Aider les femmes à prendre confiance

"Il y a encore beaucoup de préjugés autour du foot, qui font qu'on l'associe encore à un sport d'hommes", estime la footballeuse. "Quand on va frapper aux portes des associations qui aident les femmes en difficulté, on dit 'foot' et on voit nos interlocuteurs lever les sourcils", raconte-t-elle.

Rapport au corps, déficit de confiance en soi, Meriem Naili tente de faire tomber les barrières.

"Ce sont des décennies de travail. Ce n'est pas en quelques années de Soccer de rue qu'on va changer ça. Mais nos bénéficiaires femmes sont maintenant les porte-parole des activités que nous faisons auprès d'autres femmes.
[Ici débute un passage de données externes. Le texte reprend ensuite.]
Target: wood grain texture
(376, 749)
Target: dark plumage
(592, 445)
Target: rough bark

C'est un cercle vertueux", dit-elle. 

Porter le maillot français

L'équipe féminine a déjà participé à des tournois internationaux à Madrid, en Pologne ou aux Etats-Unis. 

Avec le collectif "En jeu" basé à Montpellier, Meriem Naili travaille à la création d'une équipe de France féminine pour participer à la coupe du monde des sans-abris ("homeless world cup fondation").

"Les personnes qui sont éligibles à ces tournois-là n'ont pas forcément la nationalité française, ce sont des personnes qui sont réfugiées par exemple, ou des personnes qui ont des titres de séjour en France", explique la professeure de droit. Elles peuvent donc porter les couleurs de la France. 

"C'est encore un autre niveau d'insertion et d'inclusion", se réjouit Meriem Naili.